We have a process that collects and archives anywhere from 30 to 100 million rows a day. I asked one of my team members to research and come up with a suggestion for us to load the data and keep it partitioned by day. Then apply a sliding window to the oldest partitions.
As per BOL, we went ahead and tested by inserting into a compressed heap and then creating a clustered index on that table:
1 2 3 4 5 6 7 8 9 | -- Insert into Partitioned Heap BEGIN TRAN INSERT INTO [History_201010].[dbo].[Buffer_History_Stage] ([column1], [column2], [column3], [column4]) SELECT [column1], [column2], [column3], [column4] FROM [History].[dbo].[Buffer_History_Archive] IF @@ERROR=0 COMMIT TRAN ELSE ROLLBACK TRAN |
–Results
(28034332 row(s) affected)
— Time to Complete: 00:09:38
— Create compressed, partitioned clustered index (sort in tempdb)
BEGIN TRAN
ALTER TABLE [History_201010].[dbo].[Buffer_History_Stage] ADD CONSTRAINT [PK_Buffer_History_Stage] PRIMARY KEY CLUSTERED
(
[column1] ASC,
[column2] ASC
) WITH (PAD_INDEX = OFF, STATISTICS_NORECOMPUTE = OFF, SORT_IN_TEMPDB = ON, IGNORE_DUP_KEY = OFF, ONLINE = OFF, ALLOW_ROW_LOCKS = ON, ALLOW_PAGE_LOCKS = ON, DATA_COMPRESSION=PAGE) ON [ps_history] ([datecreated])
IF @@ERROR=0
COMMIT TRAN
ELSE
ROLLBACK TRAN
— Time to Complete: 00:07:19
–Switch Partition to Permanent Table (should be instantaneous)
BEGIN TRAN
ALTER TABLE [History_201010].[dbo].[Buffer_History_Stage] SWITCH PARTITION 1 TO [History_201010].dbo.[Buffer_History] PARTITION 1;
IF @@ERROR=0
COMMIT TRAN
ELSE
ROLLBACK TRAN
— Time to Complete: 00:00:00
— Total Time to Complete: 00:16:57
In comparison, we attempted to just directly insert into a permanent table:
1 2 3 4 5 6 7 8 9 | --Insert into Compressed, Partitioned Clustered Index directly BEGIN TRAN INSERT INTO [History_201010].[dbo].[Buffer_History] ([column1], [column2], [column3], [column4]) SELECT [column1], [column2], [column3], [column4] FROM [History].[dbo].[Buffer_History_Archive] IF @@ERROR=0 COMMIT TRAN ELSE ROLLBACK TRAN |
–Results
— (28034332 row(s) affected)
— Total Time to Complete: 00:12:43
We tested this several times on an idle Test box, and were looking just for time; not really looking at the IO Statstics.

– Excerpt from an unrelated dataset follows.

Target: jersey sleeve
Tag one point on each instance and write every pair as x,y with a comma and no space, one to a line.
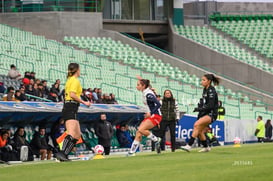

Based on what we have experienced, it appears that it is more efficient to just immediately insert into a compressed table, with a partitioned clustered index.
One difference between our test and what Microsoft was suggesting was that they performed a bulk insert. We used data already in another database for the same instance. Our tests were ran with 28 Million rows.